Hi All.
What could be the reason for the error as below in communication
https://dma-test-xxxxxx.local/Login to SAML --> identity providers ??
Does DataMiner not work on IIS? – Does it have its own web server (built into Core) and does it support /Login and SAML?
If you're trying to use IIS as a frontend, /Login and /saml/acs won't work because IIS doesn't know the DataMiner application.
Is this true?
Big thanks for answer.
Br.
Jarek
HTTP Error 404.0 - Not Found
The resource you are looking for has been removed, had its name changed, or is temporarily unavailable.
Most likely causes:
- The directory or file specified does not exist on the Web server.
- The URL contains a typographical error.
- A custom filter or module, such as URLScan, restricts access to the file.
Things you can try:
- Create the content on the Web server.
- Review the browser URL.
- Create a tracing rule to track failed requests for this HTTP status code and see which module is calling SetStatus. For more information about creating a tracing rule for failed requests, click here.
Detailed Error Information:
Module
IIS Web Core
Notification
MapRequestHandler
Handler
StaticFile
Error Code
0x80070002
Requested URL
https://dma-xxxxxxxlocal:443/Login
Physical Path
c:\Skyline DataMiner\WebPages\Login
Logon Method
Anonymous
Logon User
Anonymous
More Information:
This error means that the file or directory does not exist on the server. Create the file or directory and try the request again
Hi Jarek,
I know ADFS might not be fully documented step-by-step, but did you try to follow some of the other documentation on SAML? Configuring SAML settings | DataMiner Docs
We don't have a /login webpage, so not sure where this is coming from. Assuming you are running 10.3.5 or later, the reply URL should be /API.

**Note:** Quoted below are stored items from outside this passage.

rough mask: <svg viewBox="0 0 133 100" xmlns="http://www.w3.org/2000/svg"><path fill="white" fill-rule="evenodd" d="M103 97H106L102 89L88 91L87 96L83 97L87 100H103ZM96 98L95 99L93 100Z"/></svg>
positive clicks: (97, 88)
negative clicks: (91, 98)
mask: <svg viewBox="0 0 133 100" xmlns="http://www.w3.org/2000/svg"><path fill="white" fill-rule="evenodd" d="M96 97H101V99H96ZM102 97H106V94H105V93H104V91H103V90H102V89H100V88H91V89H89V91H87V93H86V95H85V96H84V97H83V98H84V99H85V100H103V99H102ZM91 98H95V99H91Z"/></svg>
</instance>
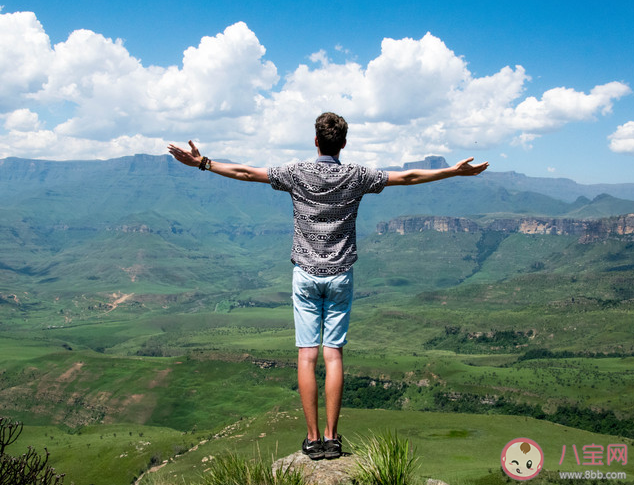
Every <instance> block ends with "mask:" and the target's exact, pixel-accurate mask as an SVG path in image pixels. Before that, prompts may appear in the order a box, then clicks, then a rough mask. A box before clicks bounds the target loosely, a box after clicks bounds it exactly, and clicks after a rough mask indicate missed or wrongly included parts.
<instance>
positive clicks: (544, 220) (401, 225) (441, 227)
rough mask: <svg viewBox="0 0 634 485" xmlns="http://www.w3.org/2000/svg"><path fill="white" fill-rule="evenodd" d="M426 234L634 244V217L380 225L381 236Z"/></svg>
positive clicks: (426, 221) (455, 222)
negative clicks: (515, 236) (485, 233)
mask: <svg viewBox="0 0 634 485" xmlns="http://www.w3.org/2000/svg"><path fill="white" fill-rule="evenodd" d="M422 231H436V232H445V233H460V232H476V231H496V232H502V233H507V234H509V233H519V234H537V235H557V236H575V237H577V238H578V241H579V242H580V243H582V244H583V243H590V242H596V241H605V240H607V239H615V238H616V239H623V240H634V214H627V215H622V216H615V217H609V218H603V219H593V220H587V219H586V220H584V219H566V218H561V219H555V218H540V217H518V218H500V219H494V220H492V221H485V222H483V223H479V222H476V221H473V220H470V219H467V218H464V217H446V216H413V217H399V218H396V219H393V220H391V221H389V222H382V223H379V224H378V225H377V233H378V234H386V233H389V232H395V233H398V234H411V233H416V232H422Z"/></svg>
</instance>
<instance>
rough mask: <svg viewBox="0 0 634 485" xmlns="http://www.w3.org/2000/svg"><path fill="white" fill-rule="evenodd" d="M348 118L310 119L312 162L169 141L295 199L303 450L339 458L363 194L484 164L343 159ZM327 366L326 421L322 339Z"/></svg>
mask: <svg viewBox="0 0 634 485" xmlns="http://www.w3.org/2000/svg"><path fill="white" fill-rule="evenodd" d="M347 132H348V124H347V123H346V121H345V120H344V119H343V118H342V117H340V116H338V115H336V114H334V113H323V114H322V115H320V116H319V117H318V118H317V120H316V122H315V133H316V136H315V146H316V147H317V153H318V157H317V160H316V161H315V162H298V163H292V164H289V165H284V166H281V167H270V168H259V167H250V166H246V165H236V164H231V163H220V162H215V161H213V160H209V159H208V158H207V157H202V156H201V155H200V152H199V151H198V149H197V148H196V146H195V145H194V144H193V143H192V142H191V141H190V142H189V145H190V147H191V151H185V150H182V149H180V148H178V147H176V146H174V145H170V146H169V147H168V149H169V151H170V153H171V154H172V155H173V156H174V158H176V159H177V160H178V161H180V162H182V163H184V164H185V165H188V166H191V167H198V168H200V169H201V170H210V171H211V172H214V173H216V174H219V175H222V176H225V177H230V178H234V179H238V180H243V181H247V182H262V183H270V184H271V186H272V187H273V188H274V189H276V190H283V191H286V192H289V193H290V194H291V197H292V199H293V218H294V226H295V231H294V236H293V248H292V250H291V261H292V262H293V264H294V265H295V268H294V269H293V312H294V319H295V339H296V345H297V347H298V348H299V351H298V361H297V380H298V387H299V393H300V397H301V401H302V406H303V409H304V416H305V418H306V426H307V428H308V432H307V436H306V439H305V440H304V442H303V443H302V451H303V452H304V454H306V455H308V456H309V457H310V458H311V459H313V460H317V459H321V458H327V459H332V458H338V457H339V456H341V436H340V435H339V434H338V433H337V425H338V421H339V411H340V409H341V397H342V392H343V346H344V345H345V344H346V334H347V331H348V323H349V321H350V309H351V305H352V286H353V283H352V265H353V263H354V262H355V261H356V260H357V248H356V229H355V227H356V226H355V223H356V218H357V209H358V207H359V203H360V202H361V198H362V197H363V195H364V194H367V193H377V194H378V193H379V192H381V191H382V190H383V188H384V187H386V186H391V185H415V184H422V183H425V182H432V181H434V180H441V179H444V178H448V177H454V176H458V175H477V174H479V173H481V172H482V171H484V170H486V168H487V167H488V163H486V162H485V163H482V164H479V165H470V164H469V162H471V161H472V160H473V158H468V159H466V160H463V161H461V162H458V163H457V164H456V165H454V166H453V167H449V168H443V169H437V170H423V169H413V170H406V171H402V172H392V171H389V172H387V171H382V170H375V169H370V168H367V167H363V166H361V165H357V164H345V165H342V164H341V162H340V161H339V154H340V152H341V150H342V149H343V148H344V147H345V146H346V136H347ZM320 344H321V345H322V346H323V357H324V362H325V365H326V383H325V391H326V427H325V430H324V433H323V440H322V435H321V434H320V432H319V425H318V405H317V395H318V390H317V382H316V379H315V367H316V365H317V359H318V357H319V345H320Z"/></svg>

And DataMiner does use IIS, but not sure if that is relevant here...
In short this is how SAML works in a simplified way:
- You navigate to a web interface of your DMS or you open Cube to your DMS.

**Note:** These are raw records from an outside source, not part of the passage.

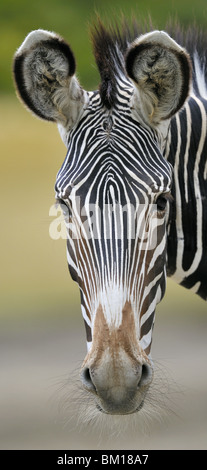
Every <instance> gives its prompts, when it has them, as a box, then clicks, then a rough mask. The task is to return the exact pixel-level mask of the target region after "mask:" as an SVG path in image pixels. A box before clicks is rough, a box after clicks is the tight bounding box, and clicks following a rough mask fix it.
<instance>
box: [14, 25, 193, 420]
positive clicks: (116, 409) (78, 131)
mask: <svg viewBox="0 0 207 470" xmlns="http://www.w3.org/2000/svg"><path fill="white" fill-rule="evenodd" d="M128 33H129V30H128V27H126V28H125V32H124V33H123V35H121V33H120V32H119V31H114V30H111V31H109V32H108V31H107V30H106V29H105V28H104V27H103V25H102V24H101V23H99V24H98V27H97V28H95V29H94V31H93V34H92V41H93V46H94V54H95V59H96V63H97V65H98V68H99V72H100V76H101V83H100V87H99V91H97V92H93V93H92V92H90V93H89V92H87V91H85V90H83V89H82V88H81V87H80V84H79V82H78V80H77V78H76V76H75V58H74V55H73V53H72V50H71V48H70V46H69V45H68V44H67V43H65V42H64V40H63V39H62V38H60V37H59V36H57V35H56V34H54V33H50V32H47V31H43V30H37V31H33V32H32V33H30V34H29V35H28V36H27V38H26V39H25V41H24V42H23V44H22V46H21V47H20V48H19V49H18V51H17V53H16V56H15V61H14V76H15V80H16V84H17V89H18V93H19V95H20V96H21V99H23V101H24V102H25V103H26V105H27V106H28V107H29V109H31V110H32V111H33V112H35V113H36V114H37V115H38V116H40V117H42V118H44V119H47V120H51V121H56V122H57V123H58V125H59V128H60V129H61V135H62V136H63V138H64V141H65V142H66V145H67V148H68V152H67V156H66V159H65V161H64V163H63V165H62V168H61V169H60V171H59V173H58V176H57V181H56V197H57V200H58V201H59V202H60V203H61V205H62V207H63V211H64V214H65V221H66V224H67V229H68V242H67V248H68V264H69V268H70V271H71V275H72V277H73V279H74V280H75V281H76V282H77V283H78V285H79V288H80V292H81V306H82V312H83V317H84V321H85V325H86V334H87V344H88V354H87V356H86V358H85V361H84V363H83V366H82V370H81V379H82V383H83V386H84V387H85V389H86V390H87V391H88V392H92V393H93V394H94V396H95V403H96V407H97V408H98V410H100V411H102V412H104V413H109V414H129V413H134V412H136V411H138V410H139V409H140V408H141V407H142V405H143V402H144V398H145V394H146V392H147V390H148V388H149V385H150V383H151V381H152V377H153V366H152V363H151V360H150V357H149V355H150V348H151V341H152V329H153V323H154V313H155V307H156V304H157V303H158V302H159V301H160V300H161V298H162V296H163V294H164V290H165V266H166V226H165V222H166V220H165V219H166V203H167V198H169V194H170V188H171V183H172V170H171V165H170V163H169V162H168V161H166V160H165V159H164V158H163V156H162V151H161V149H162V150H164V147H165V144H166V138H167V131H168V126H169V123H170V118H171V117H172V116H173V115H175V113H177V111H178V110H179V109H180V108H181V107H182V106H183V104H184V101H185V99H186V97H187V95H188V91H189V80H190V65H189V58H188V55H187V54H186V52H185V51H184V50H183V49H182V48H181V47H180V46H179V45H178V44H177V43H176V42H175V41H174V40H173V39H171V38H170V37H169V36H168V35H167V34H166V33H164V32H162V31H154V32H152V33H148V34H145V35H141V36H140V37H138V38H137V39H136V40H135V41H134V42H132V43H131V44H130V41H129V38H128Z"/></svg>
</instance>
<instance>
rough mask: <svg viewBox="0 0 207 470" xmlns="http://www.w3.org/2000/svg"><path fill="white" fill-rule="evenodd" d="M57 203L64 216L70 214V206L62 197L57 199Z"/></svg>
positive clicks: (68, 214)
mask: <svg viewBox="0 0 207 470" xmlns="http://www.w3.org/2000/svg"><path fill="white" fill-rule="evenodd" d="M56 201H57V204H58V205H59V206H60V207H61V210H62V212H63V215H64V217H69V216H70V215H71V210H70V207H69V206H68V205H67V204H66V202H65V201H64V200H63V199H57V200H56Z"/></svg>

- The web interface will redirect you to your chosen identity provider, and this identity provider will show you their login page. Cube does the same, but in a popup window.
- After successfully authenticating against your identity provider, it gives an OK back to DataMiner and you are logged in and you can access the web interface or Cube.

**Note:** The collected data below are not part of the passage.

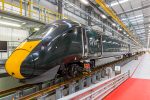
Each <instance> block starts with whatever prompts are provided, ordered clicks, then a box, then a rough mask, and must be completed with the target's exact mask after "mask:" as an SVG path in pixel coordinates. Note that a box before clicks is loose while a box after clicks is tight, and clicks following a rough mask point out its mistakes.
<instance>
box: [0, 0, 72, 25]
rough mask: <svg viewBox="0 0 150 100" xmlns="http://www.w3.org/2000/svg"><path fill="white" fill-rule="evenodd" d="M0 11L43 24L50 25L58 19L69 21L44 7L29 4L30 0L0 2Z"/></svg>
mask: <svg viewBox="0 0 150 100" xmlns="http://www.w3.org/2000/svg"><path fill="white" fill-rule="evenodd" d="M0 10H2V11H6V12H10V13H15V14H18V15H20V16H26V17H29V18H32V19H36V20H39V21H42V22H45V23H50V22H52V21H54V20H58V19H62V18H63V19H65V18H67V19H70V18H68V17H67V16H65V15H63V14H60V13H58V12H55V11H52V10H50V9H48V8H46V7H44V6H41V5H39V4H36V3H34V2H31V0H26V1H25V0H19V2H16V1H12V2H10V1H6V0H0Z"/></svg>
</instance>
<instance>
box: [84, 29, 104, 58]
mask: <svg viewBox="0 0 150 100" xmlns="http://www.w3.org/2000/svg"><path fill="white" fill-rule="evenodd" d="M85 34H86V41H87V46H88V55H89V56H100V55H101V38H100V35H99V34H98V33H97V32H96V31H93V30H89V29H86V33H85Z"/></svg>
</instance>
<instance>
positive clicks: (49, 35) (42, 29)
mask: <svg viewBox="0 0 150 100" xmlns="http://www.w3.org/2000/svg"><path fill="white" fill-rule="evenodd" d="M56 28H57V26H56V25H47V26H44V27H42V28H40V30H39V31H37V32H35V33H33V34H31V36H30V37H29V39H32V40H33V39H41V38H43V37H47V36H48V35H49V36H50V35H52V33H53V31H54V30H55V29H56Z"/></svg>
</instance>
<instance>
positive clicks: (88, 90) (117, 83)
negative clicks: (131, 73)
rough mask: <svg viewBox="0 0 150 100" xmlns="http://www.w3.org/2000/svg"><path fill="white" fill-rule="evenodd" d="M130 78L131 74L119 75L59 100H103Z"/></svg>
mask: <svg viewBox="0 0 150 100" xmlns="http://www.w3.org/2000/svg"><path fill="white" fill-rule="evenodd" d="M129 77H130V72H129V71H128V72H125V73H123V74H120V75H117V76H115V77H113V78H110V79H108V80H106V81H103V82H100V83H97V84H94V85H92V86H90V87H88V88H85V89H83V90H81V91H78V92H75V93H73V94H71V95H68V96H66V97H63V98H61V99H59V100H95V99H100V100H101V99H103V98H104V97H105V96H106V95H108V94H109V93H110V92H112V91H113V90H114V89H115V88H117V87H118V86H119V85H120V84H122V83H123V82H124V81H125V80H127V79H128V78H129Z"/></svg>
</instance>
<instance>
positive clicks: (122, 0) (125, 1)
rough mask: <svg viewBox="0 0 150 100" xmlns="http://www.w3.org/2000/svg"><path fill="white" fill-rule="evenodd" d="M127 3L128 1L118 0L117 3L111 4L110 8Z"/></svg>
mask: <svg viewBox="0 0 150 100" xmlns="http://www.w3.org/2000/svg"><path fill="white" fill-rule="evenodd" d="M127 1H129V0H120V1H119V2H114V3H111V4H110V6H116V5H118V4H122V3H125V2H127Z"/></svg>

Let us know if you have any questions. And don't hesitate to reach out if you need any help with setting this up. This is definitely not the easiest thing to do, especially when it's the first time.
Bert.
Hi Jarek,
You added /saml/login to the URL, that indeed does not exist. The URL should be: https://dma-test-03.xxxx.local/api
Bert
Hi Ber.
Now .
in the browser it gives https://dma-test-03.xxxl.local/api/ but I see that it goes to https://dma-test-03.xxxx.local/root and then to https://dma-test-03.xxx.local/auth/login?app=home&url= it does not log in to ADFS, it skips it and only to DataMiner
DataMiner ignores SAML and switches to local login (/auth/login)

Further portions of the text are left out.